Pero la literatura no sólo puede tener esta función crítica de la sociedad, es también un vivo objeto de conocimiento y disfrute. La representación artística de lo real, esto es, su imagen captada y ordenada por medio de las palabras, proporciona al lector una visión del mundo liberada de las pasadas ataduras de lo contingente y es, por eso mismo, más perspicaz y esencial. Ya lo pregonaba el viejo Horacio, la obligación del arte es la de enseñar deleitando. El conocimiento puro de la ciencia engendra, sin duda, un deleite intelectual; pero el conocimiento artístico es capaz de proporcionar un doble deleite simultáneo: el del entendimiento y el de la imaginación, el de la comprensión intelectual junto al de la conmovida vivencia imaginaria.

Para preservar y disfrutar los testimonios de los poetas, oradores, filósofos e historiadores de la Antigüedad, los maestros renancentistas crearon los «studia humanitis», esto es, los estudios de todo cuanto habían producido los escritores de Grecia y Roma. Querían, precisamente, conservar los preciosos testimonios del pensamiento y el sentimiento humanos y perpetuar sus lecciones. La reconquista de esos veneros de cultura antigua tenía por objeto, no sólo el logro de un tipo de comunicación humana capaz de trascender el tiempo y el espacio, sino -además- el proyecto de configurar una sociedad civil regida por el principio de la convivencia y la tolerancia.

Los estudios humanísticos y, dentro de ellos, los estudios literarios, no han cesado desde su alborada en el siglo XV; han sufrido -como todas las disciplinas científicas- sus altos y bajos, pero hoy parecen más cerca de tocar su fin. El ideal de los humanistas de construir una sociedad dentro de la cual cada hombre pudiera realizarse plenamente, a la vez como individuo y como parte armónica de la comunidad, tuvo desde el principio sus secretos enemigos. ¿Quiénes son sus enemigos de hoy? Aquellos cuyo globalizado poder económico y político quiere -a nombre de una democracia domesticada por los medios masivos de persuasión- hacernos a todos iguales en la inconciencia, en la abulia y en los disfrutes mercenarios. El oculto proyecto de los magnates de hoy es el de reducir a los individuos humanos a la condición mental de apaciguados clones, incapaces de pensamiento y despojados de iniciativa.

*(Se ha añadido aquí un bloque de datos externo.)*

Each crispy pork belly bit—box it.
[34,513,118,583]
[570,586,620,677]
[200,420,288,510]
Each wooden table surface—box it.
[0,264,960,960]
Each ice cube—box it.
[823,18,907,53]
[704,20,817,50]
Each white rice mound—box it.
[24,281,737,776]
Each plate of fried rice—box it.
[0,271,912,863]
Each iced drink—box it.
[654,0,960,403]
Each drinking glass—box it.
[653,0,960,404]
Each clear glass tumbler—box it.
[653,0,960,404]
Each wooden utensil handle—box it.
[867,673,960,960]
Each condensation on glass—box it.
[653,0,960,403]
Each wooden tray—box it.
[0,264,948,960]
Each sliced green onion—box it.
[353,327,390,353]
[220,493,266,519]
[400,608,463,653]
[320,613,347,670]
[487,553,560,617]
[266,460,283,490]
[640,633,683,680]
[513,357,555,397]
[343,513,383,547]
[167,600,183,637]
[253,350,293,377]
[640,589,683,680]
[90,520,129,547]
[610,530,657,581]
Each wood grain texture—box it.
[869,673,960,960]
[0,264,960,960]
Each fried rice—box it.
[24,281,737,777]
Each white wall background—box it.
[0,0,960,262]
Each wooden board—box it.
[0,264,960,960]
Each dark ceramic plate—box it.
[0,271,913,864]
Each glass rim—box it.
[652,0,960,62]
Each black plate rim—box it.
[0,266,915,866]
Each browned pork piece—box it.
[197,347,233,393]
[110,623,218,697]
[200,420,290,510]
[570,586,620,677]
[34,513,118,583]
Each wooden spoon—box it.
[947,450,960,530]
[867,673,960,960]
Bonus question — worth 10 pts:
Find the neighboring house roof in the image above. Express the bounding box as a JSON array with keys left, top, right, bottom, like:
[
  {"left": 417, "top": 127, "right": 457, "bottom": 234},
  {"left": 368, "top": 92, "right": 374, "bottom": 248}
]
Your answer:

En manos de las universidades públicas está el destino de los estudios humanísticos, de su continuidad y fortalecimiento, de la preservación del ideal humano de libertad y convivencia, de pensamiento y reflexión; en suma, a las universidades públicas -las únicas realmente vinculadas al mejor destino de la nación- corresponde la tarea de forjar a los individuos capaces de poner su entendimiento y sabiduría al servicio del bien común. Y así lo ha comprendido y practicado la Benemérita Universidad Autónoma de Puebla, cada vez más empeñada en el progreso de los estudios humanísticos. Hace años, tuve el privilegio de impartir cátedra en la Maestría en Ciencias del Lenguaje; más recientemente, dentro de los proyectos académicos auspiciados por la Facultad de Filosofía y Letras, he colaborado en el diseño de los planes de estudio de la Maestría en Literatura Mexicana, de la cual soy actualmente profesor. He procurado siempre rendir mi mejor esfuerzo en esta inacabada tarea de aprender a leer y escribir; mis compañeros y alumnos quisieron recompensar con creces esta sostenida vocación con uno de los máximos reconocimientos universitarios: el doctorado honoris causa. A ellos, que lo propusieron; a las autoridades académicas que los apoyaron y al Consejo Universitario que me consideró digno de recibirlo, la más conmovida gratitud de un trabajador de la palabra.